A pilot implementation at the University of Toronto's orthopedic surgery department found six times more evaluations took place under CBME than under time-based education.

"Rather than just time, we are demanding a higher standard. It's more accountable," said Damon Dagnone, an assistant professor in emergency medicine at Queen's who is leading the training of faculty in the new model.

Medical residents may also end up entering independent practice faster. That could benefit patients by slightly increasing the supply of specialists.

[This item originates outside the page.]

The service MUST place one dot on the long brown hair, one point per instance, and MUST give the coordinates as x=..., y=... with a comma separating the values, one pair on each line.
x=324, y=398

Other schools that have begun introducing competency-based education say some students finish their residency up to a year sooner, while others gain a few months compared with the current time-based model.

And residents will also leave training with more confidence about what they know.

"If you are a family resident and you do two months of obstetric care, there is no guarantee you've done enough deliveries," said Natasha Snelgrove, the president of the Professional Association of Residents of Ontario, which represents 5,000 residents in the province. "Under CBME, we will learn how many deliveries you need to have those skills and make sure every resident has that number," she said.

"From a patient-safety perspective, it's a much more systematic level of testing of their skills," said Glen Bandiera, the associate dean of postgraduate medical education at the University of Toronto.

Orthopedic surgery at U of T was the first medical department to adopt CBME a couple of years ago. Over the next seven to eight years, the school will start it in its other 80 medical fields.

And the adoption of the model across all medical subspecialities will help other schools that want to use it.

"One of the reasons we wanted to move forward as an institution is that it's vitally important to share our experience and progress across Canada," Dr. Dagnone said.